Deere cuts profit forecast after farm economy declines

  • Bloomberg
  • Friday, February 19, 2016 3:56pm
  • Business

Deere &Co., the world’s largest agricultural equipment maker, cut its fiscal full-year profit and sales forecasts amid a weaker outlook for farmers as they face lower commodity prices and declining incomes.

Net income in the 12 months through October will be about $1.3 billion, Deere said Friday, down from a November projection of about $1.4 billion. The Moline, Illinois, company now sees equipment sales falling about 10 percent, compared with an earlier prediction they would drop about 7 percent.

Like American farmers, Deere faces a third straight year of falling profit.
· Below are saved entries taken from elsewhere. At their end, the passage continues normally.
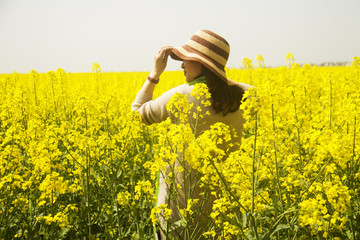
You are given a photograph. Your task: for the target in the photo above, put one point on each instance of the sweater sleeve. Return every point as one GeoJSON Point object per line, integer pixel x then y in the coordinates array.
{"type": "Point", "coordinates": [154, 111]}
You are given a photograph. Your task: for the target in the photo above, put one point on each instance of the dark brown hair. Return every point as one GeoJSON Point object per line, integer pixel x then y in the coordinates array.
{"type": "Point", "coordinates": [224, 98]}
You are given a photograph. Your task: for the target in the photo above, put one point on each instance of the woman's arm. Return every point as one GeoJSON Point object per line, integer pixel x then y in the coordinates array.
{"type": "Point", "coordinates": [160, 62]}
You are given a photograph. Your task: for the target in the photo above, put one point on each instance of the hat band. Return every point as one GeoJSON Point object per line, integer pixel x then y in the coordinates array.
{"type": "Point", "coordinates": [206, 52]}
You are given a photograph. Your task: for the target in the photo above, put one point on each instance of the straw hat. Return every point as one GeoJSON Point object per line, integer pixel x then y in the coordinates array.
{"type": "Point", "coordinates": [208, 48]}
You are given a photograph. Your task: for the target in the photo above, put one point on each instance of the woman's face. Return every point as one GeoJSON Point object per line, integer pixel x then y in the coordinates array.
{"type": "Point", "coordinates": [192, 69]}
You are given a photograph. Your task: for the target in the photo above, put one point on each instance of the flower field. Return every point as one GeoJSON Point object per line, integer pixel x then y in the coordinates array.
{"type": "Point", "coordinates": [76, 163]}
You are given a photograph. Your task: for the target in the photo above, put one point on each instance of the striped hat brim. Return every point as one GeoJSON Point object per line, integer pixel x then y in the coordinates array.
{"type": "Point", "coordinates": [208, 48]}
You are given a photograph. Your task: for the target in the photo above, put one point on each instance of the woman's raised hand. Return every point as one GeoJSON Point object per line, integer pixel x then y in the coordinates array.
{"type": "Point", "coordinates": [160, 61]}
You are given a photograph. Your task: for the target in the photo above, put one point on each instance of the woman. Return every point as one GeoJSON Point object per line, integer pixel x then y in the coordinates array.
{"type": "Point", "coordinates": [204, 58]}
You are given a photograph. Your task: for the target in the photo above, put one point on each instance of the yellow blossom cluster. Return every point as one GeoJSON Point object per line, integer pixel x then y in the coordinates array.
{"type": "Point", "coordinates": [76, 163]}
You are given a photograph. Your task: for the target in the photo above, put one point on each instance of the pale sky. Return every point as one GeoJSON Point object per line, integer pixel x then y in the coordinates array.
{"type": "Point", "coordinates": [125, 35]}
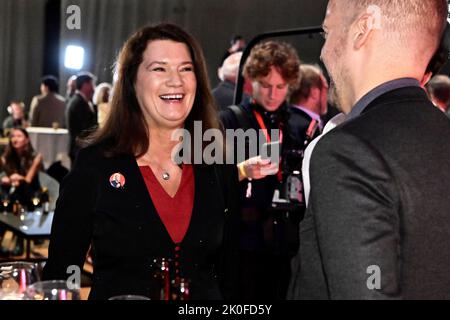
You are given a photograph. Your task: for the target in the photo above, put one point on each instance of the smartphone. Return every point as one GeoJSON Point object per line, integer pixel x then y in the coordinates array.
{"type": "Point", "coordinates": [272, 151]}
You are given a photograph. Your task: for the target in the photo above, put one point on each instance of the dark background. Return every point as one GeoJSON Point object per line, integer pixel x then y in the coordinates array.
{"type": "Point", "coordinates": [33, 33]}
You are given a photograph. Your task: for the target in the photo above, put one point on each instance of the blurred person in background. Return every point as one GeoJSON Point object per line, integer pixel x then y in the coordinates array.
{"type": "Point", "coordinates": [101, 100]}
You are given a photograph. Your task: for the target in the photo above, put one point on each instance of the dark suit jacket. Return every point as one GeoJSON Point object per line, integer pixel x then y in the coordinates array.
{"type": "Point", "coordinates": [47, 109]}
{"type": "Point", "coordinates": [379, 200]}
{"type": "Point", "coordinates": [298, 125]}
{"type": "Point", "coordinates": [80, 120]}
{"type": "Point", "coordinates": [127, 233]}
{"type": "Point", "coordinates": [224, 94]}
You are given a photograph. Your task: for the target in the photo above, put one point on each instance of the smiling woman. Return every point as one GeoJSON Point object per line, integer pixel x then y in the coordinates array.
{"type": "Point", "coordinates": [127, 197]}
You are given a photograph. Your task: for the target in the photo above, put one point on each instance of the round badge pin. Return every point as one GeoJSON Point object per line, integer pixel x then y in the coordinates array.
{"type": "Point", "coordinates": [117, 180]}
Farm income is suffering as an oversupply of crops and meat depresses prices for agricultural commodities and farmland. Nebraska’s Creighton University said Thursday that about 37 percent of Midwest and Great Plains bank chiefs who participated in a survey saw their local economy in recession.

“The need to repair balance sheets and reduce inventories may defer equipment demand into 2017,” Bloomberg Intelligence analysts Karen Ubelhart and Anoori Kadakia said in a report on Thursday.

Deere has navigated the downturn by laying off employees at several plants. Its full-time workforce fell to 57,200 at the end of October from 59,600 a year earlier. The company posted better-than-expected quarterly earnings Friday, the 13th time in a row it’s beaten analysts’ estimates. Net income fell to 80 cents a share in the three months through January from $1.12 a year earlier. That compares with the 71-cent average of 19 estimates compiled by Bloomberg.

“Although Deere expects another challenging year in 2016, our forecast represents a level of performance much better than we have experienced in previous downturns,” said Samuel Allen, the company’s chairman and chief executive officer.

Deere forecasts global sales of agriculture and turf equipment will drop about 10 percent in fiscal 2016, citing negative currency translation. It sees industrywide agricultural machinery sales in the U.S. and Canada slumping as much as 20 percent due to low commodity prices and stagnant farm incomes.

For the fiscal second quarter, the company’s total equipment sales will be down about 8 percent from the same period a year earlier, it said.

Given the extent of the commodity slump, Deere’s downward revisions aren’t as bad as some investors might have expected, Stephen Volkmann, an analyst at Jefferies &Co. in New York, said by phone.

“This is a little bit of death by paper cuts,” said Volkmann, who recommends holding Deere shares. “It’s small incremental cuts. They’re doing a good job managing what they can.”